Le financement de l’État passe par les marchés financiers. L’État, afin de financer sa politique budgétaire, émet des obligations (via l’Agence France Trésor) qui sont ensuite échangées sur le marché financier à un taux d’intérêt qui fluctue.Début septembre, le taux des OAT à 10 ans a ainsi atteint 3,60 %.

Le taux d’intérêt est déterminé selon deux variables majeures :  le taux d’intérêt directeur de la banque centrale européenne et la prime de risque. Le taux de la BCE est révisé environ toutes les six semaines. et dépend des anticipations de croissance et d’inflation de la BCE. La prime de risque est, elle, directement liée au risque propre de chaque emprunteur ; ce dernier est déterminé par la capacité de remboursement et de renouvellement de la dette.

Ainsi, un État est un agent particulier sur le marché du crédit, car il est un agent à besoin de financement qui n’est pas tenu d’être en mesure de rembourser la totalité de sa dette.

Ainsi, le tableau est posé : selon le gouvernement Bayrou le niveau historique de la dette française (113,9 % du PIB, soit environ 3345 Md d’euros)[1] et surtout l’absence de stabilisation du niveau d’endettement conduiraient les marchés financiers à réévaluer encore plus fortement la prime de risque associée à la France, ce qui impacterait encore davantage les dépenses publiques.

2/ Quels sont les effets attendus d’une hausse du taux d’intérêt de la dette ?

Quelles sont les conséquences d’une hausse des taux : ce qu’on appelle le service de la dette va augmenter, c’est à dire que l’État va consacrer une part plus importante de ses recettes au paiement des intérêts.
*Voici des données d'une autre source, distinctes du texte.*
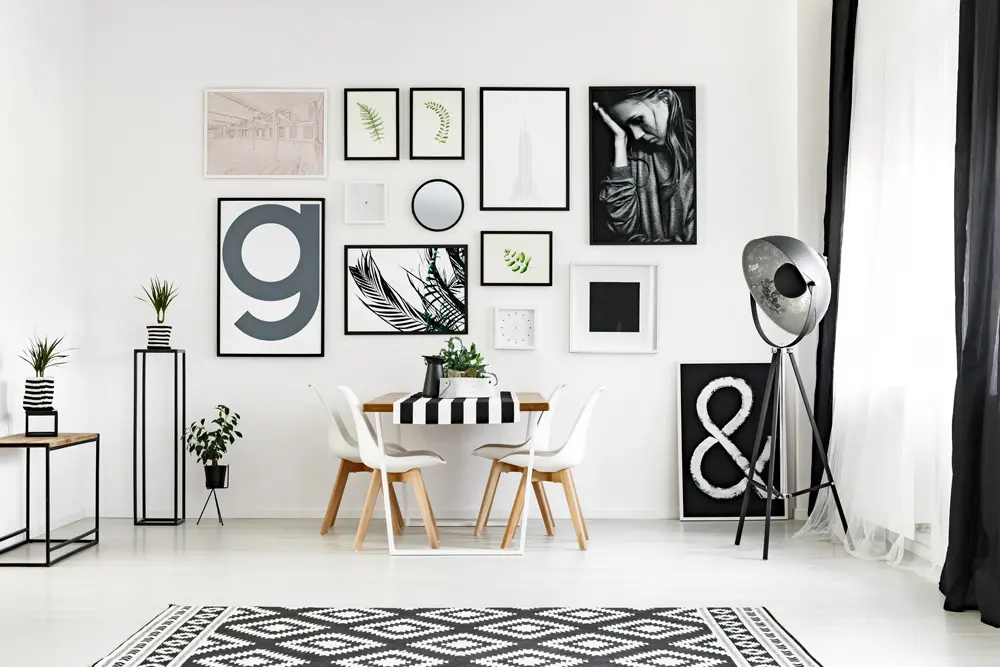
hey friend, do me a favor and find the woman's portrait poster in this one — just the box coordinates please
[590,87,697,245]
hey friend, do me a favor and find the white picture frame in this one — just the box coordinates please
[344,182,388,225]
[569,263,658,354]
[494,306,537,350]
[204,89,327,178]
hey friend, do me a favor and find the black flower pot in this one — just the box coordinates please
[204,464,229,489]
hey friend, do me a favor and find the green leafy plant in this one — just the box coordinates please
[438,336,496,379]
[503,248,532,274]
[423,101,451,144]
[357,102,385,143]
[18,334,69,377]
[137,277,178,324]
[185,405,242,466]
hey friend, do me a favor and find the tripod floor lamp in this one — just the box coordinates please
[736,235,851,560]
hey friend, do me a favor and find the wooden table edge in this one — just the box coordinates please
[0,433,100,449]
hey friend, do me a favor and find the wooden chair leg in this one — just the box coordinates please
[474,460,503,536]
[424,485,441,541]
[320,460,351,535]
[388,483,404,536]
[533,481,556,536]
[408,470,439,549]
[569,477,589,540]
[501,470,529,549]
[353,470,382,551]
[559,470,587,551]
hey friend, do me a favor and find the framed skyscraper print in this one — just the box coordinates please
[479,87,570,211]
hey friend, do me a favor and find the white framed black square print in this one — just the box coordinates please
[569,263,658,354]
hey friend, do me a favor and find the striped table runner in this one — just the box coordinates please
[392,392,521,425]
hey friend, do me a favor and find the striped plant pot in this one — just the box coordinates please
[146,324,172,349]
[24,377,55,410]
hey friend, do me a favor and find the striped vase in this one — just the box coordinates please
[146,324,172,349]
[24,377,55,410]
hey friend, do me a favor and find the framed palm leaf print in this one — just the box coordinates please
[345,245,468,335]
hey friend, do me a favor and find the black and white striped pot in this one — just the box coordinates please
[146,324,172,349]
[24,377,55,410]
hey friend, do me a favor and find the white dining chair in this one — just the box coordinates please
[338,386,447,550]
[498,386,607,550]
[310,385,408,536]
[471,383,568,537]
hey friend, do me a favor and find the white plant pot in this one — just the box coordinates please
[24,376,55,410]
[439,377,497,399]
[147,323,172,349]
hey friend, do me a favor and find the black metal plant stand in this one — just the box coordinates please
[133,349,186,526]
[197,468,229,526]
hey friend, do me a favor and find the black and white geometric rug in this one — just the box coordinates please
[94,606,823,667]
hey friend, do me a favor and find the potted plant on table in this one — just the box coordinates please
[437,337,498,398]
[186,405,242,490]
[19,334,69,410]
[137,277,178,349]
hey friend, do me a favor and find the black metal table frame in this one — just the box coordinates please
[133,349,186,526]
[0,435,100,567]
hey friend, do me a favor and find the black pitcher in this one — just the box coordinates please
[422,355,445,398]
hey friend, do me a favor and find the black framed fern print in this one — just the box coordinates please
[344,89,399,160]
[410,88,464,159]
[345,245,468,335]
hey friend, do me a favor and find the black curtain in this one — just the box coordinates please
[810,0,859,511]
[940,0,1000,629]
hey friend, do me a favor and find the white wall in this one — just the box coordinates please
[6,0,833,524]
[0,0,89,534]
Ainsi, cela handicapera la mise en place d’autres politiques, telles que le financement des services publics, les politiques de soutien aux entreprises et les politiques sociales (assurance chômage, maladie, sécurité sociale, etc.)

Selon Evsey Domar (The Burden of the Debt, 1944), on estime que la dette n’est pas soutenable, dès lors que le taux d’intérêt auquel on emprunte est supérieur au taux de croissance. Ainsi, tant que la croissance nominale de l’économie est suffisante, les intérêts de la dette peuvent être payés et donc la dette est soutenable.
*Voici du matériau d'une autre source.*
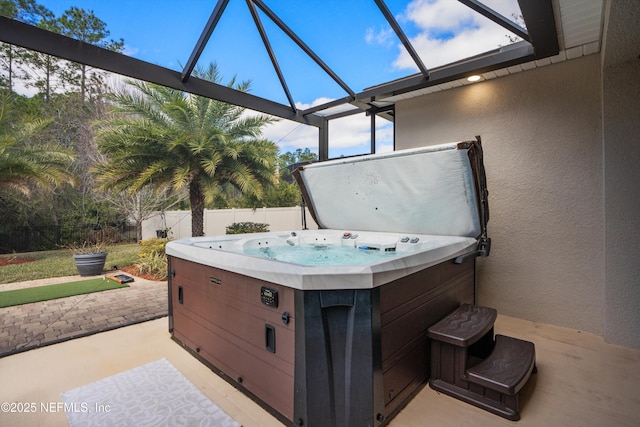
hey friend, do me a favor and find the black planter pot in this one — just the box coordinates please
[73,252,108,276]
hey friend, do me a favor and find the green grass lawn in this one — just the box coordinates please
[0,243,140,285]
[0,278,129,308]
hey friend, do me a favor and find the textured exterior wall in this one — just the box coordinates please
[601,0,640,349]
[395,55,605,335]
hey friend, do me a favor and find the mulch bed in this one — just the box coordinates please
[119,264,165,281]
[0,257,38,267]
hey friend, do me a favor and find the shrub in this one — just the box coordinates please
[136,238,168,280]
[225,222,269,234]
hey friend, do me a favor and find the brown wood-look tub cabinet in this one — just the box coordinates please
[166,139,490,427]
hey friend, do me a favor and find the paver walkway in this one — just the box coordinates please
[0,273,167,357]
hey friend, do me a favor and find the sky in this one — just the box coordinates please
[25,0,523,158]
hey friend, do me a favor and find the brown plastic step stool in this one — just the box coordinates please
[428,304,536,421]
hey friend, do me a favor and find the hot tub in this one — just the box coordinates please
[167,139,490,427]
[166,230,477,290]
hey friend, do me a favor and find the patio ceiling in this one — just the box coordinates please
[0,0,603,127]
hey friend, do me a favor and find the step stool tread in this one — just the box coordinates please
[428,303,497,347]
[467,334,536,395]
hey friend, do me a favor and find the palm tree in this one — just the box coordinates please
[93,63,278,237]
[0,92,76,195]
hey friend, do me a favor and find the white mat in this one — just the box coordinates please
[61,358,241,427]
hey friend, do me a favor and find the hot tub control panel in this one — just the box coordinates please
[261,286,279,308]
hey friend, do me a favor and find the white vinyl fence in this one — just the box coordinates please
[141,206,318,240]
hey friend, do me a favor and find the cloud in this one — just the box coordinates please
[365,26,396,48]
[11,79,39,97]
[482,0,524,22]
[393,24,508,70]
[122,45,139,57]
[259,97,394,156]
[262,119,319,151]
[326,114,371,148]
[403,0,475,31]
[377,142,394,153]
[260,98,329,151]
[393,0,521,71]
[375,125,394,153]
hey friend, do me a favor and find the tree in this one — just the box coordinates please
[22,16,63,103]
[0,90,76,195]
[0,0,54,92]
[0,0,50,23]
[56,6,123,102]
[277,147,318,182]
[1,2,130,237]
[239,179,301,208]
[93,63,278,237]
[1,2,123,102]
[100,185,186,242]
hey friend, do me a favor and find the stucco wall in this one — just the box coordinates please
[395,54,605,335]
[601,0,640,349]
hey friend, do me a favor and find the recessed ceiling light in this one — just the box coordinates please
[467,75,482,82]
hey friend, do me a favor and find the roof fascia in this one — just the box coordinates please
[296,42,534,114]
[357,41,536,101]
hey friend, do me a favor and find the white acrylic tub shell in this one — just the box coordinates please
[166,230,477,290]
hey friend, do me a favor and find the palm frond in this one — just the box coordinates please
[0,100,76,195]
[94,63,279,236]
Mais selon les économistes Reinhart et Rogoff (2010), la croissance est elle-même impactée par la dette. En effet, pour eux, lorsque la dette publique dépasse 90 % du PIB, alors le taux de croissance perd 1 point de pourcentage. On peut aisément expliquer cela par la raison évoquée précédemment, les États, en raison de l’augmentation de la charge de la dette, ont alors moins de moyens disponibles pour financer des politiques de soutien à l’économie.

Ce rôle de l’État, comme soutien de l’activité économique par ses dépenses et son intervention, a été défendu par Barro en 1990. Pour lui certains investissements publics notamment dans les infrastructures sont nécessaires à la croissance. Mais du fait de la durée des emprunts nécessaires et d’une rentabilité souvent jugée insuffisante à court terme, aucun acteur privé ne souhaite les produire alors même qu’ils permettent une hausse de la croissance potentielle.
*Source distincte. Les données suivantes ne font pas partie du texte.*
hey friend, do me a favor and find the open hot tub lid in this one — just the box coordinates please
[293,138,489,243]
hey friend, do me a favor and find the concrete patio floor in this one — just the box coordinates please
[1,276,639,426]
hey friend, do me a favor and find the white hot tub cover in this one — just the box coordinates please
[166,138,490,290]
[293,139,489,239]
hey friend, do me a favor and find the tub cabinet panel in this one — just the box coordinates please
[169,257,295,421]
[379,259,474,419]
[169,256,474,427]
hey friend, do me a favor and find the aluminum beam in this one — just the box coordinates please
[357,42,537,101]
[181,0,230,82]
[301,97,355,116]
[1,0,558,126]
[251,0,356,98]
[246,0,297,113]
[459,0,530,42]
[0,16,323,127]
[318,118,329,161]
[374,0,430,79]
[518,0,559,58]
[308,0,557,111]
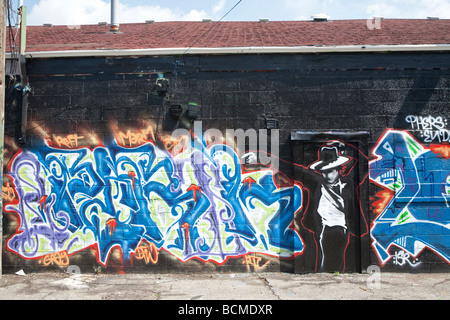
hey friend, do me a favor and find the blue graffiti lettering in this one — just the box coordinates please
[370,129,450,265]
[6,139,304,266]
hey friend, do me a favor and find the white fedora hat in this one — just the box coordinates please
[309,145,350,171]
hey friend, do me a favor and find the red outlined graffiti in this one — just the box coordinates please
[430,143,450,159]
[106,219,118,236]
[369,129,450,267]
[128,171,136,190]
[370,189,394,215]
[243,177,256,191]
[187,184,202,202]
[4,121,305,270]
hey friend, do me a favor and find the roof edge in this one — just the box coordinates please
[7,44,450,59]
Ce chiffre de 90 % ne fait pas consensus. Ainsi, pour certains, le seuil à partir duquel la croissance est négativement affectée se situe à 115 % du PIB (Minéa et Parent 2012). [2]

Ainsi au vu du niveau actuel du ratio dette sur PIB de la France, on peut craindre un possible ralentissement de l’activité économique qui entrainerait donc des difficultés supplémentaires au remboursement de la dette. 

 

3/ la réalité de la charge de la dette aujourd’hui

Aujourd’hui la charge de la dette représente un coût de 58 milliards d’euros (soit 3,57 % des 1 670 milliards de dépenses publiques [3]). Ce niveau bien qu’important, n’est pas particulièrement élevé par rapport aux autres pays de l’OCDE.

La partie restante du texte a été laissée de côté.